Making Sense of Cap-and-Rebate

Obama’s cap and trade plan would rebate at least 80% of the revenue collected from carbon permits directly back to taxpayers. David Roberts asks a question that I think has been puzzling a lot of people:

> Say you put a price on carbon and rebate the revenue.

> Business costs rise, but they get that money back by raising prices for consumers.

> Consumer costs rise, but they get that money back via rebates.

> **Who, in this scenario, has any new incentive to shift to low-carbon electricity or efficiency?**

Short answer: everyone.

This is genuinely confusing. Under a cap-and-trade system, the question of whether carbon emissions are reduced is almost entirely divorced from the question of what happens to the money raised from taxing carbon.

Let’s say I’m your utility, and I raise your energy prices such that, at present rate of consumption, your bill will rise to $50,000 per year. Then I hand you an annual rebate check for $50,000. You can do one of two things.

1. Give the money right back to me to pay your energy bill. Money is shuffled. Nothing changes.
2. Use part of the $50,000 to install a solar hot water heater, put in triple-glazed windows, and replace your light bulbs. Then you set your programmable thermostat two degrees lower, throw away your second fridge, and hang a clothesline. All of this will cost you a few thousand dollars, and you’ll slash your energy use in half. Now, year after year, you pocket $25,000 from the rebate check.

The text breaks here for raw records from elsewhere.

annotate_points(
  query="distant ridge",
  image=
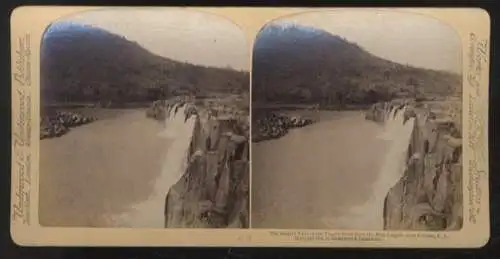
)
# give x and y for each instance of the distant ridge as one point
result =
(82, 63)
(300, 64)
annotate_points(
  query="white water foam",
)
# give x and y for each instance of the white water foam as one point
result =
(369, 216)
(177, 134)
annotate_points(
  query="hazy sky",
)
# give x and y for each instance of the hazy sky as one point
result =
(195, 37)
(208, 39)
(397, 36)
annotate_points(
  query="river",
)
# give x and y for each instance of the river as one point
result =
(99, 171)
(320, 176)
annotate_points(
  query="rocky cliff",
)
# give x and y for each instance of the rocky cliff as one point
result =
(429, 195)
(213, 192)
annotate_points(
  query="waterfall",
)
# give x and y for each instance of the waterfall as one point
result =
(397, 133)
(177, 134)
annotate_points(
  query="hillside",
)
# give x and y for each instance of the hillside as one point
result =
(298, 64)
(81, 63)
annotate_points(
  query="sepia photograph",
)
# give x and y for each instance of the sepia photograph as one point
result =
(144, 120)
(357, 122)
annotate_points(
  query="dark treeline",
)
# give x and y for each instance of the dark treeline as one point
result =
(297, 64)
(86, 64)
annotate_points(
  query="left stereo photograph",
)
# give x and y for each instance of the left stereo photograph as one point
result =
(144, 121)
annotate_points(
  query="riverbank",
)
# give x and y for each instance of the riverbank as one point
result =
(429, 195)
(83, 174)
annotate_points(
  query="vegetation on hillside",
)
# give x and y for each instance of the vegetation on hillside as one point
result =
(85, 64)
(298, 64)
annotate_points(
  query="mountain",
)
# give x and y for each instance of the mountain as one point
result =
(300, 64)
(81, 63)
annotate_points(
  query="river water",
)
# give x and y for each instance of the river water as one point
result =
(324, 176)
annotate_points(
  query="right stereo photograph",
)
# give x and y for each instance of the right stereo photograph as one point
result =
(357, 123)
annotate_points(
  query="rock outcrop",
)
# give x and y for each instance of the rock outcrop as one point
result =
(60, 122)
(213, 192)
(429, 195)
(271, 125)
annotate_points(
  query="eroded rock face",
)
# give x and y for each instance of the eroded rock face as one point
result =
(429, 195)
(213, 192)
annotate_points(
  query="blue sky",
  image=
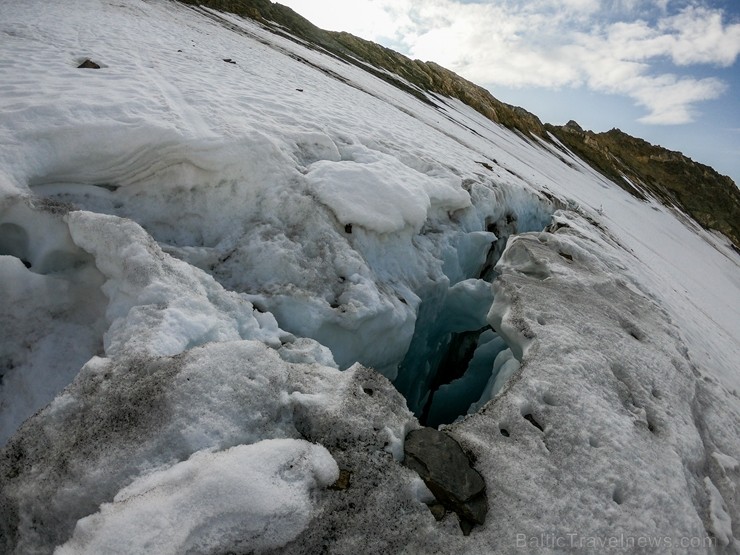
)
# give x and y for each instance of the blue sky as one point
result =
(663, 70)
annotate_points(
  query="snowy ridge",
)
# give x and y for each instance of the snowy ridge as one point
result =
(224, 283)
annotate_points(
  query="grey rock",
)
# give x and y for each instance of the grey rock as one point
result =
(445, 468)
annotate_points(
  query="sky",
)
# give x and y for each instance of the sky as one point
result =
(663, 70)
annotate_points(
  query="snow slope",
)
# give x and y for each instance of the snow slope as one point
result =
(213, 271)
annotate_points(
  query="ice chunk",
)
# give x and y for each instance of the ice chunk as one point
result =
(255, 496)
(382, 194)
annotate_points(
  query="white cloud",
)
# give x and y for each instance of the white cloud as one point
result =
(617, 47)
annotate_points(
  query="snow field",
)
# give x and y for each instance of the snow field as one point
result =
(191, 250)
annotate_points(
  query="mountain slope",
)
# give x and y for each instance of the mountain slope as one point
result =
(237, 271)
(711, 199)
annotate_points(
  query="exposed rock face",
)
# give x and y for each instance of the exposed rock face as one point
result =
(713, 200)
(446, 470)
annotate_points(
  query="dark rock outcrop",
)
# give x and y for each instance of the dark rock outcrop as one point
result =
(446, 470)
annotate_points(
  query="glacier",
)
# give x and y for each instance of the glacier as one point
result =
(226, 284)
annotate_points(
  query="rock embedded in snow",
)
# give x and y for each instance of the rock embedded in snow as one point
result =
(206, 289)
(446, 470)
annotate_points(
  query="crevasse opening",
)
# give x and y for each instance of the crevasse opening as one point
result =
(456, 362)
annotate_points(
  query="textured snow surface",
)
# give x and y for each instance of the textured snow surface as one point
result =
(222, 283)
(251, 497)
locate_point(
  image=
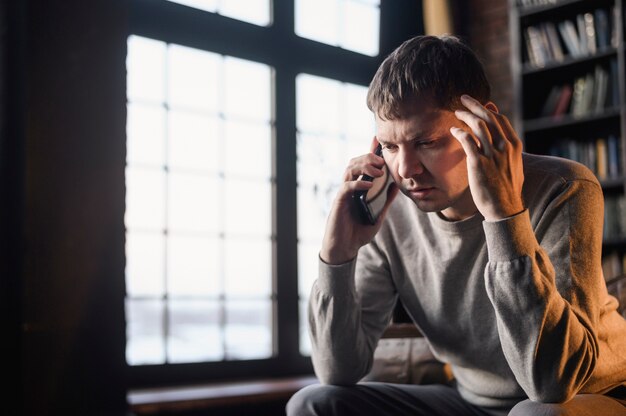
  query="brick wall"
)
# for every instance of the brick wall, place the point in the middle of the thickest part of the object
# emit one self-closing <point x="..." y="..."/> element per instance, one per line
<point x="485" y="25"/>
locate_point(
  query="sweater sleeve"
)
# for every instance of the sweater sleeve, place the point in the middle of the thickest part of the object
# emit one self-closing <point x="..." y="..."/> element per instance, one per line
<point x="347" y="316"/>
<point x="545" y="285"/>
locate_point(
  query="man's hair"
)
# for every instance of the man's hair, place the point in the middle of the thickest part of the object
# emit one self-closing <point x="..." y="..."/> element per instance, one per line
<point x="439" y="68"/>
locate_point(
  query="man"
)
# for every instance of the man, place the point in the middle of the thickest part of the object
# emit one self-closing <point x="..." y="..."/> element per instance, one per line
<point x="495" y="254"/>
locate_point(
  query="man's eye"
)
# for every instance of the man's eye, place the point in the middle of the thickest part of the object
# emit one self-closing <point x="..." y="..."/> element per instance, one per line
<point x="426" y="143"/>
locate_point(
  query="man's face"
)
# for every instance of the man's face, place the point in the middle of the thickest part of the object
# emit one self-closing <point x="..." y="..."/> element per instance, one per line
<point x="426" y="161"/>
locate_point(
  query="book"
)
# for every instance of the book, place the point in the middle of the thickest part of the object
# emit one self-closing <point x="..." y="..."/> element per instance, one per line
<point x="563" y="102"/>
<point x="550" y="104"/>
<point x="582" y="35"/>
<point x="601" y="82"/>
<point x="602" y="159"/>
<point x="553" y="41"/>
<point x="602" y="28"/>
<point x="614" y="26"/>
<point x="536" y="45"/>
<point x="614" y="84"/>
<point x="578" y="97"/>
<point x="614" y="153"/>
<point x="590" y="33"/>
<point x="570" y="37"/>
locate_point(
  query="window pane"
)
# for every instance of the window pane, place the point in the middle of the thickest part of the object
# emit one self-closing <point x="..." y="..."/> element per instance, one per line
<point x="193" y="266"/>
<point x="145" y="198"/>
<point x="248" y="271"/>
<point x="207" y="5"/>
<point x="193" y="142"/>
<point x="318" y="20"/>
<point x="248" y="149"/>
<point x="195" y="333"/>
<point x="199" y="207"/>
<point x="193" y="203"/>
<point x="252" y="11"/>
<point x="360" y="25"/>
<point x="305" y="339"/>
<point x="317" y="104"/>
<point x="349" y="24"/>
<point x="247" y="90"/>
<point x="145" y="129"/>
<point x="247" y="208"/>
<point x="249" y="329"/>
<point x="193" y="79"/>
<point x="145" y="64"/>
<point x="145" y="263"/>
<point x="308" y="265"/>
<point x="313" y="207"/>
<point x="334" y="125"/>
<point x="144" y="332"/>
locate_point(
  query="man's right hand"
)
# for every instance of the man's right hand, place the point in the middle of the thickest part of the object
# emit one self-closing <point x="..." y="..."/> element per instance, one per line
<point x="345" y="233"/>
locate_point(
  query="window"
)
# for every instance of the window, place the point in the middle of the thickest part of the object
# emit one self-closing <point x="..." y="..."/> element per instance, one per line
<point x="199" y="140"/>
<point x="251" y="11"/>
<point x="350" y="24"/>
<point x="237" y="135"/>
<point x="333" y="125"/>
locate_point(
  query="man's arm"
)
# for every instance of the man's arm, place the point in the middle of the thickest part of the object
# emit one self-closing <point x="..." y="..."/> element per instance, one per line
<point x="548" y="337"/>
<point x="343" y="333"/>
<point x="347" y="320"/>
<point x="547" y="297"/>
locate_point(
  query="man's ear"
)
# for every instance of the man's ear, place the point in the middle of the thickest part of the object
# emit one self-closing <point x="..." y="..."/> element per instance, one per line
<point x="374" y="144"/>
<point x="491" y="106"/>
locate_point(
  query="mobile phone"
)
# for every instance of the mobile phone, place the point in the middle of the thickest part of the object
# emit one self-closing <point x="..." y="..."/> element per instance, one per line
<point x="371" y="202"/>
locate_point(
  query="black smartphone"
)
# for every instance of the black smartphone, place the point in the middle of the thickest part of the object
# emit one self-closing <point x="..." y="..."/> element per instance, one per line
<point x="371" y="202"/>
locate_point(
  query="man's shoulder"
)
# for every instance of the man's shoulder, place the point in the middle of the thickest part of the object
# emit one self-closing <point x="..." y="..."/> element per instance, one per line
<point x="541" y="168"/>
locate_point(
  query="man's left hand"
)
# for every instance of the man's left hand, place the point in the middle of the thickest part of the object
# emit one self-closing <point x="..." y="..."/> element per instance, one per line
<point x="494" y="159"/>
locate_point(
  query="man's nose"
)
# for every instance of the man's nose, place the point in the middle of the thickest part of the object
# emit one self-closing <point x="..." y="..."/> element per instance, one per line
<point x="409" y="164"/>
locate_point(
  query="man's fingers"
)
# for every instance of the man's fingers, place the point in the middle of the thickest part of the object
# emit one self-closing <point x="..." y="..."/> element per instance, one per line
<point x="392" y="191"/>
<point x="509" y="132"/>
<point x="479" y="128"/>
<point x="467" y="141"/>
<point x="489" y="121"/>
<point x="369" y="164"/>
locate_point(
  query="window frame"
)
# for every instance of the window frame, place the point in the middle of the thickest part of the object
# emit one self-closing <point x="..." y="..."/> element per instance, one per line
<point x="400" y="19"/>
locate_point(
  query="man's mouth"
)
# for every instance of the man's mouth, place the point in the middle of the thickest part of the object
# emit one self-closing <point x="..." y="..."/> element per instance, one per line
<point x="420" y="192"/>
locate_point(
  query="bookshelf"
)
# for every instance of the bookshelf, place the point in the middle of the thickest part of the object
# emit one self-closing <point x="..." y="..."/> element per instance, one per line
<point x="569" y="72"/>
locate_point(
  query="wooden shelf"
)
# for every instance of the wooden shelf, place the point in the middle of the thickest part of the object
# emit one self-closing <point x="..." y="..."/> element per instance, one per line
<point x="568" y="62"/>
<point x="567" y="120"/>
<point x="583" y="137"/>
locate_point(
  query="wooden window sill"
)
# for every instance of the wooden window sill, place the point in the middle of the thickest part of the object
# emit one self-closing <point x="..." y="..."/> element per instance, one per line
<point x="176" y="399"/>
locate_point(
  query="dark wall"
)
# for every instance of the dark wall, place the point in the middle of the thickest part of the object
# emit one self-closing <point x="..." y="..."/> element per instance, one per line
<point x="64" y="115"/>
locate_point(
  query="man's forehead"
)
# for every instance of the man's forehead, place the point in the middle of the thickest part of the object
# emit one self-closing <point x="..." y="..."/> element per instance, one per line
<point x="414" y="124"/>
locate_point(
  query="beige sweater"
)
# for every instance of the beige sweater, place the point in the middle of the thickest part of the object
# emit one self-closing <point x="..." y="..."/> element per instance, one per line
<point x="518" y="307"/>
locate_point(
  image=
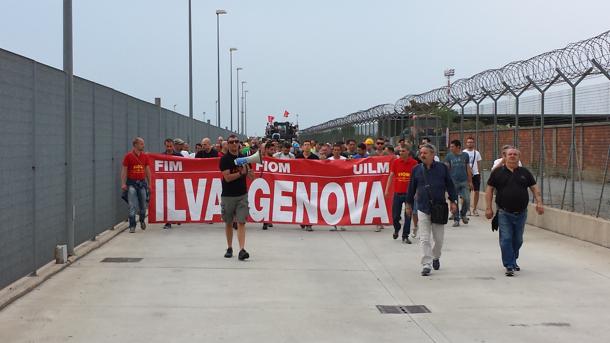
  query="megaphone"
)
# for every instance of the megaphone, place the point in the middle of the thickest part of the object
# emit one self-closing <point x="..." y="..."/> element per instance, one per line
<point x="256" y="158"/>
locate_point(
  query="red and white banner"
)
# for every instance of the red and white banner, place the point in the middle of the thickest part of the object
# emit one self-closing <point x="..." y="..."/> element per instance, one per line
<point x="342" y="192"/>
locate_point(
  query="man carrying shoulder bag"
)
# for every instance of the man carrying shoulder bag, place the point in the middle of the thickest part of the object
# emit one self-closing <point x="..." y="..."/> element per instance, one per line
<point x="430" y="181"/>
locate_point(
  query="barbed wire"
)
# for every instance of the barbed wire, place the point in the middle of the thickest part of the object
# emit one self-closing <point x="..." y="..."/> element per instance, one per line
<point x="569" y="64"/>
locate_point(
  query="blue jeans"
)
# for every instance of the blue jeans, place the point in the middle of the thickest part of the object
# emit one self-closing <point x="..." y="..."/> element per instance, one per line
<point x="136" y="197"/>
<point x="511" y="236"/>
<point x="462" y="190"/>
<point x="397" y="202"/>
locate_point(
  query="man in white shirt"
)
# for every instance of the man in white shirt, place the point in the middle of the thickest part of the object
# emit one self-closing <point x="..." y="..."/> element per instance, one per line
<point x="285" y="154"/>
<point x="474" y="157"/>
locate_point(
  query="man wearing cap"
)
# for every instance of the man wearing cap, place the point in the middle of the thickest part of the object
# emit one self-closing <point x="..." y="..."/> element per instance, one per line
<point x="285" y="154"/>
<point x="171" y="151"/>
<point x="360" y="152"/>
<point x="370" y="146"/>
<point x="234" y="197"/>
<point x="206" y="151"/>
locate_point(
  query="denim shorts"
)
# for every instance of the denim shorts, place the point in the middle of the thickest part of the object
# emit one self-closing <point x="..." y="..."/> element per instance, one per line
<point x="234" y="209"/>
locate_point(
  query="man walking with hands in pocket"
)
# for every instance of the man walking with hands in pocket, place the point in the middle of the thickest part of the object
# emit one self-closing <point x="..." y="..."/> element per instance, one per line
<point x="511" y="183"/>
<point x="431" y="180"/>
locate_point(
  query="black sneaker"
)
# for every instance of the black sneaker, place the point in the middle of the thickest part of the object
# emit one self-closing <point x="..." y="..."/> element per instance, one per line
<point x="436" y="264"/>
<point x="229" y="253"/>
<point x="243" y="254"/>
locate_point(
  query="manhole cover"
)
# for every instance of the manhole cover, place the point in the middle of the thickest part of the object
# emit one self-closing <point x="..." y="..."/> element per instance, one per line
<point x="402" y="309"/>
<point x="122" y="259"/>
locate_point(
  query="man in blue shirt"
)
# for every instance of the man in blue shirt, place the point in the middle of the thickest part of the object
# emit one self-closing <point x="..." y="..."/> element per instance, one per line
<point x="438" y="183"/>
<point x="461" y="175"/>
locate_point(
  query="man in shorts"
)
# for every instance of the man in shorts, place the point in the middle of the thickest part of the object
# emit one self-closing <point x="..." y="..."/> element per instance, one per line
<point x="234" y="197"/>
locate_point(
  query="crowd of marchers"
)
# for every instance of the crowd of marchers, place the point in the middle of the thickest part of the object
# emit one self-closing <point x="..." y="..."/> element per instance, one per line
<point x="424" y="190"/>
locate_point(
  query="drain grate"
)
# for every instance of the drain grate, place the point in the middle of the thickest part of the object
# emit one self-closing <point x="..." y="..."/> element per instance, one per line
<point x="402" y="309"/>
<point x="121" y="259"/>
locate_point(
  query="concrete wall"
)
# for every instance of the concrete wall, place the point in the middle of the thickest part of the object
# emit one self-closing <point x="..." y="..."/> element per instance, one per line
<point x="32" y="158"/>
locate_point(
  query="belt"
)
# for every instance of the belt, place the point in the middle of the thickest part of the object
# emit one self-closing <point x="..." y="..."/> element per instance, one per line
<point x="512" y="212"/>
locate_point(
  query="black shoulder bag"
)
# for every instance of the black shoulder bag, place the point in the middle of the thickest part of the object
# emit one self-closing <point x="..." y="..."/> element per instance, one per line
<point x="439" y="211"/>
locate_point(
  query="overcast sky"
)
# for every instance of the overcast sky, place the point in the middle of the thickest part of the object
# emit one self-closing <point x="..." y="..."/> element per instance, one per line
<point x="320" y="59"/>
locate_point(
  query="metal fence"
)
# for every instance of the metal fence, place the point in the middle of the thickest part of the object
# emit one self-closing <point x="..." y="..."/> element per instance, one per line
<point x="33" y="160"/>
<point x="572" y="184"/>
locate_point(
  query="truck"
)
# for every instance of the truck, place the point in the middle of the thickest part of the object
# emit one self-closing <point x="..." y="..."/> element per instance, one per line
<point x="282" y="131"/>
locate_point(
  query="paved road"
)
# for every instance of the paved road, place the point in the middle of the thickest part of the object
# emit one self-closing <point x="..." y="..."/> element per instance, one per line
<point x="319" y="287"/>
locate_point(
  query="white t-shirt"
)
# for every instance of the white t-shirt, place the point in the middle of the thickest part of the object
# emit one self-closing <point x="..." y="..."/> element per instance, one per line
<point x="499" y="161"/>
<point x="473" y="157"/>
<point x="281" y="156"/>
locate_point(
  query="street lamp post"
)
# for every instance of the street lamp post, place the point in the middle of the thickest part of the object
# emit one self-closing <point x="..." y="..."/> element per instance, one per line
<point x="245" y="113"/>
<point x="69" y="134"/>
<point x="218" y="13"/>
<point x="237" y="102"/>
<point x="231" y="50"/>
<point x="190" y="77"/>
<point x="243" y="118"/>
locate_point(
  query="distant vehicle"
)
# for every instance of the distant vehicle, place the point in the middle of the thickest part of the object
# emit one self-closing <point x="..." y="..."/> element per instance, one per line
<point x="284" y="131"/>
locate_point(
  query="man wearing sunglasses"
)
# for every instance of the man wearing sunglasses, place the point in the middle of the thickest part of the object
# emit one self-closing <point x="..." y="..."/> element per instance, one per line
<point x="234" y="197"/>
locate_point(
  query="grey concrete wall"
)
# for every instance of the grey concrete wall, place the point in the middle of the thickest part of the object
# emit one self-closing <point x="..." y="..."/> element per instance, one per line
<point x="32" y="158"/>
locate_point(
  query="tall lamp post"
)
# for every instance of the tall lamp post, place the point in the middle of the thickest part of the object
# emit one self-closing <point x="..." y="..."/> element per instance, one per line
<point x="218" y="13"/>
<point x="231" y="50"/>
<point x="448" y="74"/>
<point x="245" y="113"/>
<point x="243" y="118"/>
<point x="237" y="102"/>
<point x="190" y="77"/>
<point x="69" y="133"/>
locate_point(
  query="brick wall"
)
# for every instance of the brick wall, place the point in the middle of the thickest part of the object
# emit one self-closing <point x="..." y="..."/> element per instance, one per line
<point x="592" y="141"/>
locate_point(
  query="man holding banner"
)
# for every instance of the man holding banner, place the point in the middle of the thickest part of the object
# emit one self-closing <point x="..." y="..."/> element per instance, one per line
<point x="234" y="197"/>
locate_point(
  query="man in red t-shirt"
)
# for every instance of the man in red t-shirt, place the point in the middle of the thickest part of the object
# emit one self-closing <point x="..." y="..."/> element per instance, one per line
<point x="135" y="177"/>
<point x="400" y="174"/>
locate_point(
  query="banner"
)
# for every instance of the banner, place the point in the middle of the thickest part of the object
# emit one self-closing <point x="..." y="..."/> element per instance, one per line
<point x="311" y="192"/>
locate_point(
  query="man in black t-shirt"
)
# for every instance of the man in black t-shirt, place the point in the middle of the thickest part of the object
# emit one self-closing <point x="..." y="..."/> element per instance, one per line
<point x="234" y="197"/>
<point x="206" y="149"/>
<point x="511" y="183"/>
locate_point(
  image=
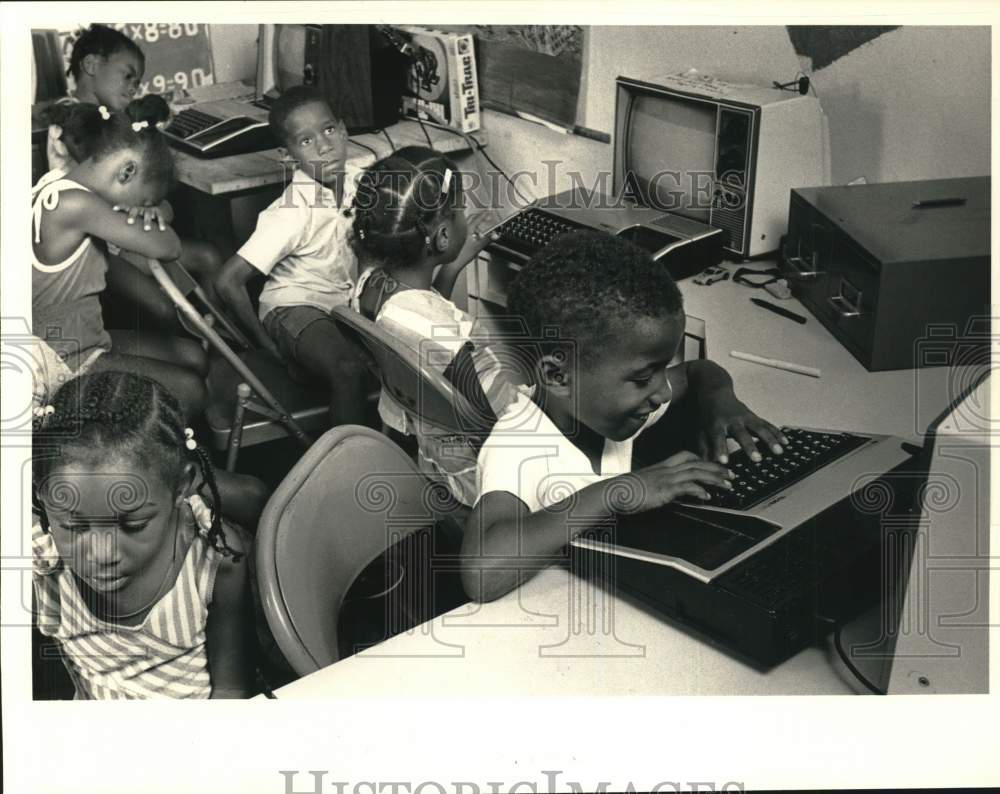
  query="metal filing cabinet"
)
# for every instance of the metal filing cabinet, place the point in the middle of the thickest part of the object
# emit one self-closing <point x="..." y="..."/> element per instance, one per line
<point x="884" y="267"/>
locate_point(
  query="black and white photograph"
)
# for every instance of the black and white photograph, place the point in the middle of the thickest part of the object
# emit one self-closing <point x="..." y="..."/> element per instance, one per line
<point x="481" y="405"/>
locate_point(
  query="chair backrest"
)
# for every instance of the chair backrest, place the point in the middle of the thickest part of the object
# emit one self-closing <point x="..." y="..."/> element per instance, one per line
<point x="352" y="495"/>
<point x="417" y="387"/>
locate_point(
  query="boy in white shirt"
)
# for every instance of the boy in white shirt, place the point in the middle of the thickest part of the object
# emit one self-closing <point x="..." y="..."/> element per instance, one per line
<point x="603" y="379"/>
<point x="302" y="244"/>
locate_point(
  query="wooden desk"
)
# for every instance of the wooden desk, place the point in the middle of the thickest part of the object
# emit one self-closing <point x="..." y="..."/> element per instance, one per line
<point x="242" y="172"/>
<point x="219" y="199"/>
<point x="560" y="635"/>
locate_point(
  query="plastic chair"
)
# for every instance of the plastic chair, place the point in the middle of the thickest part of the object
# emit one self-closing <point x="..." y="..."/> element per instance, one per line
<point x="351" y="496"/>
<point x="235" y="418"/>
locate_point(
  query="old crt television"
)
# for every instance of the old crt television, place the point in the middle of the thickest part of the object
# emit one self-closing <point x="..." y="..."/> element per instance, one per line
<point x="724" y="154"/>
<point x="359" y="71"/>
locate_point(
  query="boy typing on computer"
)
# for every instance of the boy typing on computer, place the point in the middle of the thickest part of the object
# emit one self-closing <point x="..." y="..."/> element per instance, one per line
<point x="559" y="459"/>
<point x="301" y="244"/>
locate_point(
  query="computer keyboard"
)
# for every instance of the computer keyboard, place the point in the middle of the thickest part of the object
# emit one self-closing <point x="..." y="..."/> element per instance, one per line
<point x="190" y="122"/>
<point x="207" y="135"/>
<point x="532" y="229"/>
<point x="757" y="481"/>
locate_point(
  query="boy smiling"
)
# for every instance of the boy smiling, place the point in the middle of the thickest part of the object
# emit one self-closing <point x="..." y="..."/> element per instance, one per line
<point x="567" y="441"/>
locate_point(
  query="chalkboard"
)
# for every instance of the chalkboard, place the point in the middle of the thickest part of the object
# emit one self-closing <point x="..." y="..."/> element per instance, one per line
<point x="178" y="54"/>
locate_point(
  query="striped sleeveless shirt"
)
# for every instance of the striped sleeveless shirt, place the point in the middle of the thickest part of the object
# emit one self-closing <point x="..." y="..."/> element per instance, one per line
<point x="163" y="657"/>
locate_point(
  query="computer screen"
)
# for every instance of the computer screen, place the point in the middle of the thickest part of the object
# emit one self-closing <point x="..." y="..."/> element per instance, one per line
<point x="670" y="153"/>
<point x="280" y="58"/>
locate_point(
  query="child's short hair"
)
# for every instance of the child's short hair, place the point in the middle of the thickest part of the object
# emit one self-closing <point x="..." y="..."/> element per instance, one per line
<point x="290" y="101"/>
<point x="584" y="283"/>
<point x="104" y="41"/>
<point x="86" y="131"/>
<point x="397" y="199"/>
<point x="110" y="416"/>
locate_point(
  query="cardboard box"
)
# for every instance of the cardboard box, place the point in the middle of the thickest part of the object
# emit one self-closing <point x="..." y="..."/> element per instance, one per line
<point x="442" y="78"/>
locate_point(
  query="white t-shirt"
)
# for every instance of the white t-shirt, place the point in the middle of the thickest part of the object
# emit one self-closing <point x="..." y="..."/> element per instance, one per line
<point x="528" y="456"/>
<point x="436" y="329"/>
<point x="302" y="243"/>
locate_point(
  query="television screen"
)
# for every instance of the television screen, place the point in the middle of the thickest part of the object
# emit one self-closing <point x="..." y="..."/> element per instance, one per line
<point x="289" y="49"/>
<point x="670" y="153"/>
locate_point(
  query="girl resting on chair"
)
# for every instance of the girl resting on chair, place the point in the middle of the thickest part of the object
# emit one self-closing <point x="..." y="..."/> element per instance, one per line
<point x="107" y="66"/>
<point x="129" y="165"/>
<point x="409" y="222"/>
<point x="135" y="574"/>
<point x="80" y="127"/>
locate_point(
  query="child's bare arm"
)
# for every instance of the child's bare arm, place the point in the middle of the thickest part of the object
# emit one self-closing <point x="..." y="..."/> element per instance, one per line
<point x="479" y="224"/>
<point x="159" y="216"/>
<point x="229" y="633"/>
<point x="90" y="214"/>
<point x="721" y="413"/>
<point x="504" y="540"/>
<point x="231" y="284"/>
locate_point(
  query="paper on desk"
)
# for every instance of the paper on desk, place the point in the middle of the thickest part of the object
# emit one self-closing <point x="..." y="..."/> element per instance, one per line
<point x="543" y="122"/>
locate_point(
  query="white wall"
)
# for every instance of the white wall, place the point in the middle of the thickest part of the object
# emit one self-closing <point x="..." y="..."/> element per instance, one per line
<point x="912" y="104"/>
<point x="234" y="52"/>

This example uses exaggerated numbers, obviously, but it helps to show where the “money shuffling” criticism of cap-and-rebate goes wrong (and more realistic numbers don’t change the basic math). When you raise the relative price of energy, people shift their consumption patterns, even if they have more money to spend. They don’t simply plow the extra cash straight back into energy.

Note, also, that people’s behavior doesn’t really depend on getting that rebate check. If I raise your annual energy bill to $50,000, you’d be a fool not to install the solar water heater and clothesline regardless. The rebate just changes the distributional consequences of the carbon cap. Under a rebate scenario, you actually wind up richer. Under a permit giveaway scenario, the utlity winds up richer. This is the wacky, counterintuitive thing about cap-and-trade: the system works regardless of how you dispose of the money raised. Rebating it to consumers has the nice property of offsetting the regressive nature of higher energy prices without undermining the environmental integrity of the system.

There are other, more subtle problems with the money-shuffling criticism. For example, it ignores the action of the cap. If for some reason people don’t change their energy consumption patterns when they get their rebate checks, then the cap is going to bite. Carbon permits are in fixed supply, so they will become more expensive. Prices will continue to rise until people do change their consumption patterns.

A third problem is the notion that businesses don’t care about carbon costs because they can pass them on to the consumer. In the real world, businesses care about costs an awful lot. Fortunes are made and empires built on the ability to squeeze costs out of the supply chain. When carbon carries a price, businesses that can find efficiencies or switch to non-carbon sources of energy will be able to pass those savings on to their customers. Then their competitors will go out of business. Then environmental bloggers (like me) will do happy little dances, writing about the smart green companies that are growing rapidly, hiring new employees, and wringing a profit from the new green economy. Hoo-ray!

**Update:** Grist also published a nice piece from Michael Livermore on how cap-and-rebate is more fair to low-income taxpayers.